The company splits its revenue into two segments, merchant and subscription solutions. Subscription solutions are the base prices customers pay each month to access the tools Shopify offers. Growth in this segment can occur through two main avenues: New customers, or customers upgrading tiers. During the third quarter, Shopify's subscription solution grew 37% year over year to $336 million, but only made up 30% of revenue.

The larger segment, merchant solutions, grows as the stores on its platform increase their sales. As Shopify's customers do better, it does better. With merchant solutions up 51% year over year to $788 million, it's clear that countless businesses on Shopify are succeeding.

Shopify isn't consistently profitable and is best valued by comparing its stock price with its revenue, captured by the price-to-sales (PS) metric.

SHOP PS Ratio Chart

SHOP PS Ratio data by YCharts

After an elevated valuation during most of 2020 and 2021, Shopify's PS ratio has returned to pre-pandemic levels after the recent sell-off. While investors shouldn't expect Shopify to return to previous valuation highs, revenue growth going forward should directly correlate with its stock price if current valuation levels are maintained. With revenue growing 46% overall and Shopify expanding with larger businesses, the future is bright for the company's stock.

2. Alphabet

Contrasting Shopify's high growth and unprofitability is Alphabet -- the parent company of Google and YouTube -- which also has high growth but is insanely profitable. With its search engine and video sharing market dominance, Alphabet's primary offerings are unlikely to be disrupted by competitors.

Segment Market Share
Google Search Engine 86%
YouTube 76%

Data source: Statista and Datanyze.

Because of each segment's supremacy, it can offer advertisers a diverse audience, making Alphabet a valuable advertising partner. While advertising spending grew marginally during 2020, 2021 was a different story. Google's Q3 search ad revenue grew 44% to $37.9 billion -- for context, Shopify's gross merchandise volume for Q3 was $41.8 billion. Comparing the incredible 44% growth with Q3 2020's mere 3% showcases how advertising businesses fare during difficult economic times. On the YouTube side, growth was similar at 43%, but revenue was much less than its search engine division at $7.2 billion.

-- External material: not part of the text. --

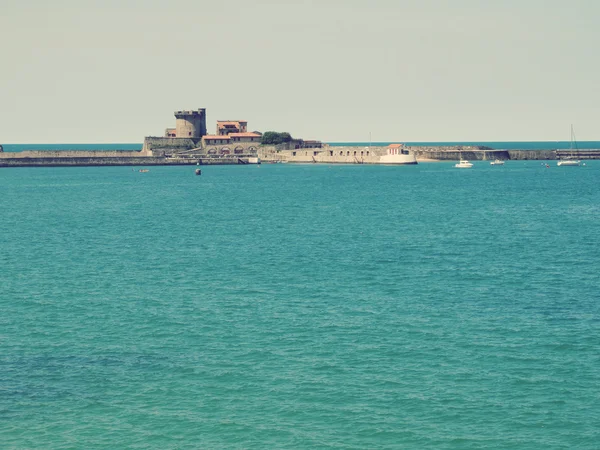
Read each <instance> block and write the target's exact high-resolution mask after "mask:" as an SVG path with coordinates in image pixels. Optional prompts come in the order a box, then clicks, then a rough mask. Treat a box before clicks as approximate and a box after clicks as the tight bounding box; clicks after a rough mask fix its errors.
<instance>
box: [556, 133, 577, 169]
mask: <svg viewBox="0 0 600 450" xmlns="http://www.w3.org/2000/svg"><path fill="white" fill-rule="evenodd" d="M573 146H575V149H577V141H576V140H575V133H574V132H573V125H571V144H570V145H569V150H571V153H570V154H569V156H567V157H566V158H560V159H559V160H558V162H557V163H556V165H557V166H559V167H562V166H579V165H581V163H580V161H579V160H578V159H575V158H574V157H573Z"/></svg>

At its core, Alphabet is an advertising business. Because advertisement spending tends to drop during recessions -- it dropped by 13% across the board during the 2008 recession -- Alphabet will likely receive a lower valuation due to this risk.

GOOG PE Ratio Chart

GOOG PE Ratio data by YCharts

Still, a 29 price-to-earnings ratio is dirt cheap for a company growing its earnings at a 71% clip. As long as the economy doesn't grind to a halt, Alphabet's advertisement business will continue providing absurd growth numbers.

One division that isn't a market leader is Google Cloud. It only has an 8% market share versus Amazon Web Services' 32% and Microsoft Azure's 21%, according to Statista. With Azure growing 46% during the fourth quarter, investors need to watch Alphabet's Q4 earnings report to see if Google Cloud is gaining ground or if it is struggling against its bigger competitors. Regardless, if advertisement revenue continues to increase, Alphabet will still report strong earnings. 

With most of the correction concerns circling around interest rate hikes by the Federal Reserve, it hardly affects Shopify's and Alphabet's business. Although the stock prices may mean some short-term pain, each business is focused on the long term, just like investors should be. Purchasing both these stocks on sale and holding for three to five years allows investors to reap the benefits of a growing business while riding out any market-induced volatility in the stock prices. Both these stocks are attractively valued, so it could be a great time to take advantage of the market's short-term thinking to own two long-term winners today.